At a festival, a child came up to me while I was holding Captain a Red Tailed Hawk. In response to seeing the hawk, he said in his country accent, “My daddy likes to shoot those with a shotgun!”
Trying to stay composed I nodded my head, but before I could say anything else he added, “They took off with our chickens!”
Smiling at him, “Did you know that a hawks favorite food is mice?”
“And chickens, ’cause they chicken hawks.”
“Actually, a hawk like Captain very rarely goes after the chickens. But I bet they do hang out around your chicken coops?”
“Yeah, all the time to go after are chickens!”
Smiling again at his persistence, “Well it’s because mice hang out at chicken coops to eat the chicken feed. And where there are mice, there are hawks.”
Intently watching Captain, I could tell he was absorbing this information.
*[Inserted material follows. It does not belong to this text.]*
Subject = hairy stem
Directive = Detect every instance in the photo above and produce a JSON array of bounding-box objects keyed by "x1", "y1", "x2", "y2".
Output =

Finally, he spoke, “So they aren’t really chicken hawks?”
Joy filled my heart at his realization, “Nope, and it’s actually against the law to hurt these guys or even keep a feather.”
I say that knowing I have a stash of beautiful feathers in my car. Collecting feathers is a small illegal kind of obsessive hobby. It’s illegal in the United States to have possession of feathers from any North American bird species. That’s because if you have just the feather how are you going to prove you obtained that feather humanely.
Since Captain is a male, he only weighs about 2 and half pounds. Females can weigh up to 4 pounds.
My favorite response that I ever heard a child say when they saw me holding a red-tailed hawk was, “Did you know that red-tailed hawks eat lambs? And that there strong enough to carry a baby sheep away?
Nope, I never realized a bird that barely weighs over three pounds could carry away an animal that weighs up to 200 pounds. At least the kid was enthusiastic about hawks.